Loss of CD4+ T cell-intrinsic arginase 1 accelerates Th1 response kinetics and reduces lung pathology during influenza infection 2023 West et al

Highlights

• CD4+ T cell-intrinsic arginase 1 controls Th1 induction and contraction kinetics
• Loss of arginase 1 in CD4+ T cells results in reduced Th1-mediated tissue pathology
• Th1-intrinsic arginase 1 ensures balanced glutamine vs. arginine metabolism
• CD4+ T cell-intrinsic arginase 1 and 2 have distinct, non-overlapping functions

Summary

Arginase 1 (Arg1), the enzyme catalyzing the conversion of arginine to ornithine, is a hallmark of IL-10-producing immunoregulatory M2 macrophages. However, its expression in T cells is disputed. Here, we demonstrate that induction of Arg1 expression is a key feature of lung CD4+ T cells during mouse in vivo influenza infection. Conditional ablation of Arg1 in CD4+ T cells accelerated both virus-specific T helper 1 (Th1) effector responses and its resolution, resulting in efficient viral clearance and reduced lung pathology. Using unbiased transcriptomics and metabolomics, we found that Arg1-deficiency was distinct from Arg2-deficiency and caused altered glutamine metabolism.
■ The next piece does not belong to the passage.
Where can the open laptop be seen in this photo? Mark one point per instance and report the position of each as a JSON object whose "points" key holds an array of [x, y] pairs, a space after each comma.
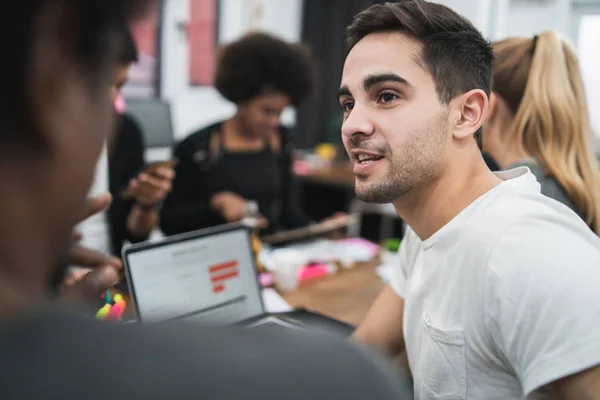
{"points": [[207, 276]]}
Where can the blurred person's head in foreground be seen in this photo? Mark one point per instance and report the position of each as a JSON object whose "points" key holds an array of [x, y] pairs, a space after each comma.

Rebalancing this perturbed glutamine flux normalized the cellular Th1 response. CD4+ T cells from rare ARG1-deficient patients or CRISPR-Cas9-mediated ARG1-deletion in healthy donor cells phenocopied the murine cellular phenotype. Collectively, CD4+ T cell-intrinsic Arg1 functions as an unexpected rheostat regulating the kinetics of the mammalian Th1 lifecycle with implications for Th1-associated tissue pathologies.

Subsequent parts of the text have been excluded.